Episodios como este –observado en una de las angostas curvas del río Cuareim, del lado artiguense– son los que mantienen en vilo a los ladrilleros de la ciudad. Hace pocos meses, los “oleros”1 (que así se conoce a los constructores artesanales de ladrillos) estuvieron a punto de cortar el paso del Puente Internacional de La Concordia. Fastidiados por un oficio que en el último tiempo no ofrece más que disgustos, acuciados por las urgencias económicas, e impacientes ante la indiferencia de los jerarcas municipales, se dispusieron a impedir la circulación por la principal vía terrestre del departamento para llegar a Brasil. ¿La razón?

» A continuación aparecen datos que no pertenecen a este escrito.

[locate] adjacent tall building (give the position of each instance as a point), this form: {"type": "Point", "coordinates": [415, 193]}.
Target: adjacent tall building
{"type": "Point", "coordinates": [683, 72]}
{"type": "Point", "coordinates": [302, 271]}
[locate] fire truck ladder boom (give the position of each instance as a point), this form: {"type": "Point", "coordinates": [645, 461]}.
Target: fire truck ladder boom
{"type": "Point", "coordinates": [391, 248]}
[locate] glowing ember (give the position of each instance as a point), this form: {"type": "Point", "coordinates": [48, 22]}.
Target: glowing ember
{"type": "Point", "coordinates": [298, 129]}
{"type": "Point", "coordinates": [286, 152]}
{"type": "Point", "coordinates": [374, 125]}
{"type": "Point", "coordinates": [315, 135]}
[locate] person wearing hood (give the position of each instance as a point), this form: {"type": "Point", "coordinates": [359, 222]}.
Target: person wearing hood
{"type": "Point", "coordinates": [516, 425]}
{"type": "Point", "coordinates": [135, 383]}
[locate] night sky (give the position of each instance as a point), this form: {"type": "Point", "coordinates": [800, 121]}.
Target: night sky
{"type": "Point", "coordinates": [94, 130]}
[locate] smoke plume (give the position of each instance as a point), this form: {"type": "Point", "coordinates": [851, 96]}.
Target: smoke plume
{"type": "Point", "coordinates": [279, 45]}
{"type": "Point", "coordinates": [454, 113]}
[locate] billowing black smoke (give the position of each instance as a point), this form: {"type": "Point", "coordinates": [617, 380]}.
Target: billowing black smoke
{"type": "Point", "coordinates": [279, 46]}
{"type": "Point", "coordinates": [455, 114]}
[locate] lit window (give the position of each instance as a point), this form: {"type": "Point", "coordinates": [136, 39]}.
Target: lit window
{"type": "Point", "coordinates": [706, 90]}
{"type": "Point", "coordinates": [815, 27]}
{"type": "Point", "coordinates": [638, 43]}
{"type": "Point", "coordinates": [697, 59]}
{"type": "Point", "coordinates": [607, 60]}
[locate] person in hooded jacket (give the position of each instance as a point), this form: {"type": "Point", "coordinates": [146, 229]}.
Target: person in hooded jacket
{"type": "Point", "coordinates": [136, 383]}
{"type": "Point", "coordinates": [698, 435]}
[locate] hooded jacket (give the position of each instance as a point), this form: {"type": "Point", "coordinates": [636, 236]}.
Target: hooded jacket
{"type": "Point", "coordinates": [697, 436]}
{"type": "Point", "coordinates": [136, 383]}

El incesante contrabando de ladrillos industriales brasileños que cruzan el río para alimentar las obras del lado uruguayo, mermando la venta doméstica de los viejos bloques de adobe cocido fabricados históricamente a la orilla del río.
Nada sucedió. La Intendencia dirigida por el nacionalista Pablo Caram desactivó la bomba con una partida especialmente dirigida a comprar los miles de ladrillos que se amontonaban en los hornos a lo largo de la costa del Cuareim, al punto de sobrepasar las reales necesidades municipales. Sin embargo la solución es momentánea. Los ladrilleros –manos hendidas, piel oscura, mirada retadora– lograron una reunión con los directores de Aduanas y otras autoridades a fin de solucionar el mal paso. Pero no habituados a las herramientas de organización sindical, la rabia de los obreros del barro se disolvió en aquella dichosa reunión donde les prometieron respuestas que hasta hoy no llegaron. Rumiando el asunto, volvieron a los hornos.
***
Tierra, viruta de madera, cáscara de arroz (ocasionalmente también cama de caballos). Una fuente cercana de agua. Un caballo al menos. Un terreno amplio y nivelado. Algunas pocas herramientas de factura rústica. Mucha leña o cualquier madera que sirva para iniciar el fuego. Una cintura entrenada. Varias horas al sol. Paciencia. Eso y un pacto sobrenatural con alguna deidad que garantice el buen clima durante todo el proceso de producción. Hacer ladrillos, como se hace a orillas del Cuareim, requiere sobre todo del sol rajando la tierra. El verano es la temporada ideal para el oficio. Y el agua es material indispensable, siempre que no venga del cielo o brote del río a borbollones con las inundaciones. La enemistad con la lluvia es peculiaridad del oficio.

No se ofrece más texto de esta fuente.